5 Ağustos 2014 Salı

bak burası kalbin sonu

yüzüne bakmamamın sebepleri vardı. kocaman bir sarılış kaldı içimde bırakalım kalsın.

kendini bana sabitlediğin yerden çok uzaklaştım. geriye bakmamak ne kolay ne de zor. geriye bakmamak bi boşluk seni yutan.

istemediğim çok şey oldu ama istediğim tek şey olmamakta kararlı. bir vazgeçişi çalmaya çalışıyorum dalından.

bu kadar yok olmayı haketmemiştin, bu kadar var olmayı haketmediğin gibi. asla öğrenemediğim şeyler arasında kafamın açısını ayarlamak. biraz sağa çevirsem boşluk biraz sola çevirsem ikimiz de yanarız.

artık izini bulamadığım bi yolun kim bilir neresinden bakıyorsun bana. kalbini biraz bana getirsen çoğalırdık ama kalbinn yok. yüzün yok. kocaman adama bakamıyorum o kadar yok.

nasıl bitsin diye düşündüm sallanan bi sandalyede başım döndü. nasıl bitsin? iyi dileklerle mi ağız dolusu küfürlerle mi? bu hikayenin sonu yok bak. başını da rakılara verdik gitti çoktan.

o kadar güzel şey nasıl dibi görür bunu düşünelim boş olduğun bi zaman. beni düşünmeyi reddedişlerine kızgınlığım geçmiyor. kendini düşünmeyi bırakamamalarına üzgünlüğüm bitmiyor.

çabalayabileceğim herhangi bir his kalmadığına göre kendime iyi dileklerimi sunarım.

kirpiğine vuran ışığı affettim, yüzüne vuran rüzgara teşekkür ettim, kalbimi parçalayan sesine âh ettim ve havada kalan her şeye eyvallah çektim.

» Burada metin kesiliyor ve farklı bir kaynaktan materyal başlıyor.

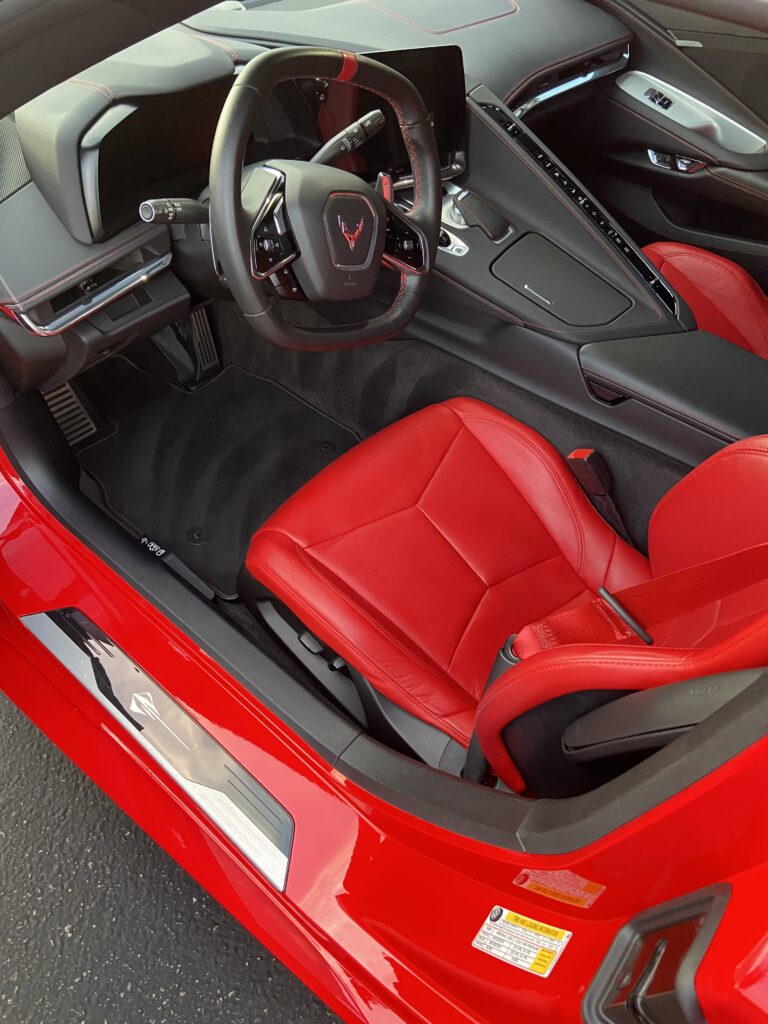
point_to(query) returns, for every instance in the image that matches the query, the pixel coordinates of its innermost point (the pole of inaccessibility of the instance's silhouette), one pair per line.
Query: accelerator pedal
(74, 420)
(189, 348)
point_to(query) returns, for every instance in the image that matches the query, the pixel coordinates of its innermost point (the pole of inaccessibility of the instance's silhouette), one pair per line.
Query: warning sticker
(566, 887)
(521, 941)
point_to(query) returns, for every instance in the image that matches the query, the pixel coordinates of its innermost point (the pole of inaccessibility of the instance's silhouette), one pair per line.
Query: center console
(565, 304)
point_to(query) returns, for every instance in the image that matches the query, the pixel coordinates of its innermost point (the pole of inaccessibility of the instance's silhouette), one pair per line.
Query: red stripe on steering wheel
(348, 67)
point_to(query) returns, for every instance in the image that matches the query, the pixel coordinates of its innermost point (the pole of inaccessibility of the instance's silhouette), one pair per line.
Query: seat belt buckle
(592, 471)
(593, 475)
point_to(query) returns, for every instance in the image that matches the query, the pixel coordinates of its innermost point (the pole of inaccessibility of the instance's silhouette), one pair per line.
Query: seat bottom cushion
(419, 552)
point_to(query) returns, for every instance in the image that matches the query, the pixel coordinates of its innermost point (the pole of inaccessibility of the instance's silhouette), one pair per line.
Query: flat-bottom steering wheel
(333, 228)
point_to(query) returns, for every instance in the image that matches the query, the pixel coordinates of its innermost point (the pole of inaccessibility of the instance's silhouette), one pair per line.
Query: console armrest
(694, 377)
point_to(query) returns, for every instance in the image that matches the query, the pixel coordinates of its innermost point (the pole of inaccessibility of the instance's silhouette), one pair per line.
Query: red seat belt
(649, 603)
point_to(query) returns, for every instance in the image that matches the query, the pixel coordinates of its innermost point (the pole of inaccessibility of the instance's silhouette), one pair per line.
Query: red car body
(381, 907)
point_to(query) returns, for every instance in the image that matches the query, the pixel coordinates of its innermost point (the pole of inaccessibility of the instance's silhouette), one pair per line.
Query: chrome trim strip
(97, 300)
(247, 813)
(572, 83)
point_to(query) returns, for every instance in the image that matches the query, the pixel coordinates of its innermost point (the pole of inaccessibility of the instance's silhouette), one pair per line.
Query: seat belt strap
(647, 604)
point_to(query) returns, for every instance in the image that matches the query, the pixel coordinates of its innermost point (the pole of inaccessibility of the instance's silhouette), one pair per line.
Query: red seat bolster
(722, 296)
(598, 667)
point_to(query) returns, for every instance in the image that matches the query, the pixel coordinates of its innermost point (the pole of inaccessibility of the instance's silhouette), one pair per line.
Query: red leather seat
(722, 296)
(419, 552)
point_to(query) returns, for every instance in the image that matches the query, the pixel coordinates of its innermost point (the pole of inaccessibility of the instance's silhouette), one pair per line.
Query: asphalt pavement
(98, 926)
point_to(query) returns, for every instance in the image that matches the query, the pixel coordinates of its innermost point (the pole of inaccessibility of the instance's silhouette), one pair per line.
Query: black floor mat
(199, 471)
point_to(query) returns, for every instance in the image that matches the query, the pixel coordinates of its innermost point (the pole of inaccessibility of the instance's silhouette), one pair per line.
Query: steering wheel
(333, 228)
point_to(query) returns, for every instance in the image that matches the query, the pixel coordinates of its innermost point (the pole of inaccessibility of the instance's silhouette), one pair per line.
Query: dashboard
(161, 145)
(140, 125)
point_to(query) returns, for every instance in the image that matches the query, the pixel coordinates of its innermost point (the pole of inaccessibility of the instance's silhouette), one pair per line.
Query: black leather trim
(695, 377)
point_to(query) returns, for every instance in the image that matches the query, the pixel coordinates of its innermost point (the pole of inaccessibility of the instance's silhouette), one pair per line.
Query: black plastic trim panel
(578, 196)
(708, 905)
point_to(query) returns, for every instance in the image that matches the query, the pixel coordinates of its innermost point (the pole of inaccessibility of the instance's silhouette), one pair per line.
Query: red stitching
(737, 184)
(415, 166)
(442, 32)
(550, 466)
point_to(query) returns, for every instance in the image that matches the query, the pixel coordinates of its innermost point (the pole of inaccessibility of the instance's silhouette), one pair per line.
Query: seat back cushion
(722, 296)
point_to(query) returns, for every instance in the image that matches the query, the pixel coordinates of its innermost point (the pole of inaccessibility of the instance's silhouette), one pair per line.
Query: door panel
(734, 54)
(721, 201)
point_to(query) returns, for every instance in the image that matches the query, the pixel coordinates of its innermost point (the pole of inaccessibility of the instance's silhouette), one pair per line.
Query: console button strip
(590, 209)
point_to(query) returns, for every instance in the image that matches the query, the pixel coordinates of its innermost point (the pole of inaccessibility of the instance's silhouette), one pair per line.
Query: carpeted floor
(199, 471)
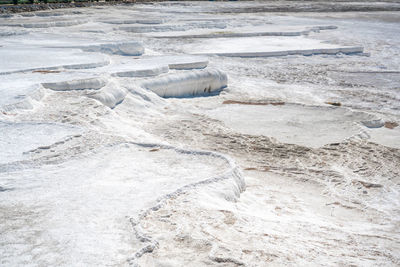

sadece bir cümlen dururdu sol tarafımda onu da artık siktir etim.

2 yorum:

  1. Hocam bu çok ağır olmuş olsun ama ellerine yüregine sağlik..

    YanıtlaSil
  2. bloguna girerken bu kadar benden kelimeler bulmayı beklemiyordum. Yaşadıklarını birazcık takip etmiştim öncesinde ama bunları da yaşadığını bilmiyordum. Üzgünlüğüm bitmiyor ve İpek sen umutsun. Yüreğine sağlık.